Wave fingers, make faces: The future of computing at Intel

The chip giant is working on "perceptual computing" technology that will sense your emotions and your body language. Here's an inside look.

Anil Nanduri, an Intel executive working on perceptual computing, demos technology that senses users' individual fingers. Shara Tibken/CNET
SANTA CLARA, Calif. -- If the next big wave in devices turns out to be gestures and eye tracking, Intel wants to be ready.

Intel is the king of PCs, but it hasn't always been ahead of evolving innovations. Its processors power more than 80 percent of the world's computers and the vast majority of its servers, but Intel has made little headway in smartphones and tablets. To spur interest in PCs again, as well as persuade more mobile device makers to use its chips, Intel has devoted significant resources and efforts to something it calls "perceptual computing."
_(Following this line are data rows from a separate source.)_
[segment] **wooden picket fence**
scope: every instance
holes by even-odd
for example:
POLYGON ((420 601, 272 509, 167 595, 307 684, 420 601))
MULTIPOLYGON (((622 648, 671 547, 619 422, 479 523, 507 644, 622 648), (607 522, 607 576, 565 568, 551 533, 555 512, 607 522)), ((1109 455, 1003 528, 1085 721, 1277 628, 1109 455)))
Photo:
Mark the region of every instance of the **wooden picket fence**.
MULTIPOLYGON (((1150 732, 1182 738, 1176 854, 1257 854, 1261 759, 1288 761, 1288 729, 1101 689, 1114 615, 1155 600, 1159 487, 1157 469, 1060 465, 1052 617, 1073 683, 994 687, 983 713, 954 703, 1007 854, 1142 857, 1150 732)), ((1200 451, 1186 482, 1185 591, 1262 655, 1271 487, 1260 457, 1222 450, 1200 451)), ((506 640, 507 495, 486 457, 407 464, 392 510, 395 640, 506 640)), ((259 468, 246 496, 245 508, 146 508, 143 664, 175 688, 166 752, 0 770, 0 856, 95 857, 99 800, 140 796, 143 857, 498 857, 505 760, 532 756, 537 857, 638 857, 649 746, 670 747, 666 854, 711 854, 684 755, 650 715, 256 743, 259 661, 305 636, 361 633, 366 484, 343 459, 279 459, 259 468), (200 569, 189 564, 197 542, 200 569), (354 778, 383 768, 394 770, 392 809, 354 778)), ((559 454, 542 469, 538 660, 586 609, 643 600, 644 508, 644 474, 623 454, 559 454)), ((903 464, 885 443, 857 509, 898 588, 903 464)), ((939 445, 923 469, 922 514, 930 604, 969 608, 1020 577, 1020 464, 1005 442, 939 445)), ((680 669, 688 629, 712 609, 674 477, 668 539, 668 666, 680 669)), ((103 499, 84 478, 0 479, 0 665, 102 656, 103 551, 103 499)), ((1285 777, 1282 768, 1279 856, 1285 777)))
Perceptual computing may sound like a jargony, marketing term, but it does just what it says -- it uses the senses to help technology interpret what's going on around it. Those features, such as gestures, facial recognition, and voice recognition, should all make devices more "natural, intuitive, and immersive," says Anil Nanduri, one of the Intel executives in charge of the company's efforts in perceptual computing.

The goal is getting "sensory inputs that make [computers] more human like," Nanduri said. "Once you give computers the ability to assess depth, a lot of wonderful things can happen."
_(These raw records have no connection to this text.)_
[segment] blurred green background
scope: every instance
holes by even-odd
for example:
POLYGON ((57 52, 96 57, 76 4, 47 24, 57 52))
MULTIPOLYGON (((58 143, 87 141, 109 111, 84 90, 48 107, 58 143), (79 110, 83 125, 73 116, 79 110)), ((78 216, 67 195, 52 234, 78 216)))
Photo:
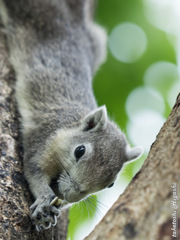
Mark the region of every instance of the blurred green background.
POLYGON ((176 0, 98 1, 95 20, 107 31, 108 52, 94 78, 94 93, 98 105, 107 106, 109 116, 132 145, 143 146, 144 154, 125 167, 112 189, 70 209, 69 240, 83 239, 104 216, 140 169, 170 113, 180 90, 176 34, 180 4, 176 4, 176 0))

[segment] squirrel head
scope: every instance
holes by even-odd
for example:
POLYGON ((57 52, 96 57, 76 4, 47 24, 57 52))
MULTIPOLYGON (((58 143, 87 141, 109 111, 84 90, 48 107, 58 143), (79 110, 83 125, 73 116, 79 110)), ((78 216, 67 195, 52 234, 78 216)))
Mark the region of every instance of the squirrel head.
POLYGON ((124 163, 142 153, 107 117, 106 107, 90 112, 73 129, 60 129, 51 144, 61 171, 58 191, 67 202, 111 187, 124 163))

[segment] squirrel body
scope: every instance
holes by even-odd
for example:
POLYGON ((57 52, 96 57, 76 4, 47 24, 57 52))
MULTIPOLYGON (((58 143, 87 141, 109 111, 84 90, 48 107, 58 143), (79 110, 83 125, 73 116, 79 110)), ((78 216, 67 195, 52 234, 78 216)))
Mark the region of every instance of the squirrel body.
POLYGON ((123 164, 141 154, 93 95, 92 78, 106 56, 93 9, 92 0, 0 0, 37 230, 56 224, 56 196, 74 203, 111 186, 123 164))

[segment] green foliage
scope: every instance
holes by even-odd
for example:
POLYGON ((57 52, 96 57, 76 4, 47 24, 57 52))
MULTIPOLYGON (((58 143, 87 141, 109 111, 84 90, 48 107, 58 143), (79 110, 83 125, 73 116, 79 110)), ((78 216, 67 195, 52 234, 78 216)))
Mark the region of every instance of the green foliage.
MULTIPOLYGON (((165 109, 160 114, 166 118, 171 109, 168 103, 168 94, 173 84, 177 84, 177 78, 179 77, 176 66, 176 52, 166 33, 150 24, 145 16, 145 6, 141 0, 99 0, 95 19, 97 23, 105 27, 108 36, 119 24, 131 22, 137 24, 145 32, 147 38, 146 51, 141 58, 133 63, 120 62, 108 48, 107 61, 101 66, 93 82, 98 105, 105 104, 110 117, 127 133, 130 119, 126 111, 126 100, 131 91, 137 87, 150 87, 162 97, 165 109), (165 65, 163 65, 164 63, 165 65)), ((180 89, 180 85, 177 86, 180 89)), ((128 137, 130 138, 130 136, 128 137)), ((147 131, 145 140, 148 137, 147 131)), ((132 177, 141 168, 145 157, 146 153, 137 161, 127 165, 121 176, 126 181, 131 181, 132 177)), ((91 224, 89 219, 93 220, 97 210, 97 202, 94 201, 91 210, 88 210, 87 207, 82 202, 71 208, 68 239, 81 239, 81 237, 74 238, 76 230, 84 222, 91 224)))

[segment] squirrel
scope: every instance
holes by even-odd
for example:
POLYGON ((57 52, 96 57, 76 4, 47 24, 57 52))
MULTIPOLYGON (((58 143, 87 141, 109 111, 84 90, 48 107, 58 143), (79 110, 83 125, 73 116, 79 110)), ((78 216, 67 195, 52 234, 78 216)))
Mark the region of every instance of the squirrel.
POLYGON ((142 153, 93 94, 93 75, 106 58, 94 6, 94 0, 0 0, 38 231, 56 225, 68 204, 111 187, 123 164, 142 153))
Devices will be able to sense emotion and detect a person's biometric data simply using a camera. They'll be able to carry on conversations with users and understand context -- or what "play me some jazz" means -- instead of simply following commands. Computers will be able to pick out individual fingers instead of simply recognizing an entire hand or the fact that a person is present. And they'll create more immersive augmented reality, such as digital versions of children's pop-up books.

In the case of Intel, the company is placing particular emphasis on vision and teaching devices to recognize depth. That's made possible through 3D cameras. The company has partnered with Creative on 3D cameras, which should show up integrated into devices such as PCs and tablets in the second half of 2014.
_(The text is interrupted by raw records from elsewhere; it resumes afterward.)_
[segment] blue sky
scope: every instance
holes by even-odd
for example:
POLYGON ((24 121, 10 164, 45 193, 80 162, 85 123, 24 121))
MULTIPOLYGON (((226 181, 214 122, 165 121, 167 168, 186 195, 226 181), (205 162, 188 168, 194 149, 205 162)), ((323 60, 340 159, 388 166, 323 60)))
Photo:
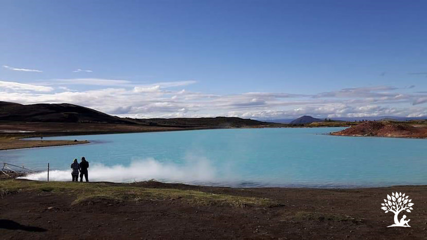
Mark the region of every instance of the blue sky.
POLYGON ((0 100, 137 117, 427 116, 426 12, 422 1, 1 0, 0 100))

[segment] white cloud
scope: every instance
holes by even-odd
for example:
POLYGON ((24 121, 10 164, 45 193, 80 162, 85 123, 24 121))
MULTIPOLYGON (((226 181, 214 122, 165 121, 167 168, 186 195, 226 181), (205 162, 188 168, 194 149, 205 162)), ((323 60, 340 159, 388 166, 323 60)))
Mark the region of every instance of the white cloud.
POLYGON ((158 85, 147 87, 135 87, 133 88, 133 91, 135 93, 155 93, 158 92, 159 90, 160 90, 160 86, 158 85))
POLYGON ((73 72, 93 72, 93 71, 92 71, 92 70, 88 70, 88 69, 84 70, 84 69, 81 69, 79 68, 79 69, 76 69, 76 70, 73 71, 73 72))
POLYGON ((40 92, 48 92, 54 90, 50 87, 39 86, 37 85, 20 83, 14 82, 6 82, 0 81, 0 89, 7 89, 15 91, 34 91, 40 92))
POLYGON ((16 68, 15 67, 9 67, 9 66, 6 66, 6 65, 3 65, 3 67, 4 67, 5 68, 7 68, 8 69, 11 70, 12 71, 43 72, 43 71, 42 71, 41 70, 29 69, 27 69, 27 68, 16 68))
MULTIPOLYGON (((132 82, 120 80, 55 81, 55 84, 61 85, 55 89, 0 82, 0 96, 3 101, 22 103, 68 102, 110 114, 138 118, 226 116, 269 119, 294 118, 305 115, 324 118, 405 116, 422 115, 427 112, 427 106, 421 105, 427 99, 427 93, 408 93, 407 88, 394 87, 347 88, 313 95, 256 92, 219 95, 172 88, 195 81, 135 85, 132 82), (78 91, 68 88, 74 84, 97 85, 98 89, 78 91)), ((52 85, 51 81, 48 83, 52 85)))
POLYGON ((116 79, 102 79, 99 78, 70 78, 59 79, 49 80, 48 82, 43 82, 47 85, 86 85, 95 86, 126 86, 131 83, 127 80, 116 79))

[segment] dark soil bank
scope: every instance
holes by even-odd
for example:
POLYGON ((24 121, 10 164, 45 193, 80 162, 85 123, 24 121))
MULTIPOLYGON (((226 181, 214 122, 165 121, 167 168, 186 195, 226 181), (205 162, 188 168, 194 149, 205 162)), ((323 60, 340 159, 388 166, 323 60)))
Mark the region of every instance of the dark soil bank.
MULTIPOLYGON (((76 184, 88 184, 79 183, 76 184)), ((88 183, 91 184, 91 183, 88 183)), ((116 185, 115 183, 108 183, 116 185)), ((73 204, 69 193, 22 191, 0 198, 2 239, 425 239, 427 186, 379 189, 233 189, 156 182, 138 187, 268 198, 270 207, 199 205, 183 199, 73 204), (415 204, 412 228, 387 228, 381 204, 401 192, 415 204)))

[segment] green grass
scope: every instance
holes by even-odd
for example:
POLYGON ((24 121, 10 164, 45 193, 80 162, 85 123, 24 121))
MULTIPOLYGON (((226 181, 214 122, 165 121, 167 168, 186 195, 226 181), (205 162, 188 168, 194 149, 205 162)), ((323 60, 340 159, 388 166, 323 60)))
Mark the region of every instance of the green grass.
POLYGON ((239 207, 246 206, 267 207, 278 204, 268 198, 215 194, 194 190, 147 188, 134 187, 126 183, 122 186, 113 186, 105 183, 47 182, 11 179, 0 181, 0 191, 3 193, 17 191, 50 192, 56 194, 68 194, 75 197, 73 204, 97 198, 133 201, 179 200, 202 206, 220 205, 239 207))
A big pitfall for companies like Intel is the hyper focus on speeds and feeds, making technology that's the most powerful without necessarily considering all the ways it might be used. For perceptual computing, Intel says it's starting with software and users first and then moving to the hardware.

To do that, Intel released a software development kit last year to get developers interested in the technology. Since that time, the SDK has been downloaded more than 26,000 times. Intel is so serious about perceptual computing that it has even sponsored contests -- with $100 million in prizes -- to get app developers interested in the technology. Intel will announce the latest crop of winners soon.

"For the users, what am I getting for it?" Nanduri said. "That's why we started a year early, focusing on the ecosystem more so than talking about bringing this into hardware or a device."

Yuriy Kozachuk, an application engineer in Intel's perceptual computing lab, demos technology that tracks facial expressions and translates them to characters in a game. Shara Tibken/CNET
But now Intel believes the ecosystem has advanced enough that it's time to talk hardware. Devices will show up next year that contain elements of Intel's perceptual computing efforts. And it hopes all of those will use its chips. Technically, some features could be possible using chips such as those from Qualcomm. However, Intel says the amount of horsepower needed to run the features smoothly will require its higher-end chips.

Initially, the perceptual computing features will only work with Intel's Core line traditionally used in PCs and some tablets, not its lower-power Atom line used in mobile devices. However, the company plans to eventually make the features run on its more energy efficient processors, and it's also adding accelerators, tools, and graphics to its chips to take advantage of the perceptual computing capabilities.

"We're already thinking ahead and looking at the use cases people need two to three years out from now and putting them into our silicon," Nanduri said.

Some elements of perceptual computing have already shown up in products. The Kinect for Microsoft's Xbox is one example, as are Siri and Google Now for voice recognition. However, Intel says it's taking those a step further by focusing on short-range interaction of less than a meter. That means the technology needs a very fine level of recognition, with the ability to pick out specific fingers instead of just noticing an arm or if entire person is present.

But it still will be a challenge for Intel to make features that are truly useful and not just gimmicky. Intel acknowledges that gesturse and other features won't be ideal for all instances. Computer users, for instance, won't be making slideshows by waving their hands in the air. But they might use gestures when showing the slideshow to friends.

Gaming, in particular, is one area where perceptual computing could really take off, Nanduri said, as well as education and related fields. And it's not just about PCs. This technology will show up in a wide range of devices in the coming years, he said.

The company is sure to provide more details and demos in January at the Consumer Electronics Show in Las Vegas.

"Perceptual computing is about everything and is device agnostic in many ways," Nanduri said. "It's going to be everywhere."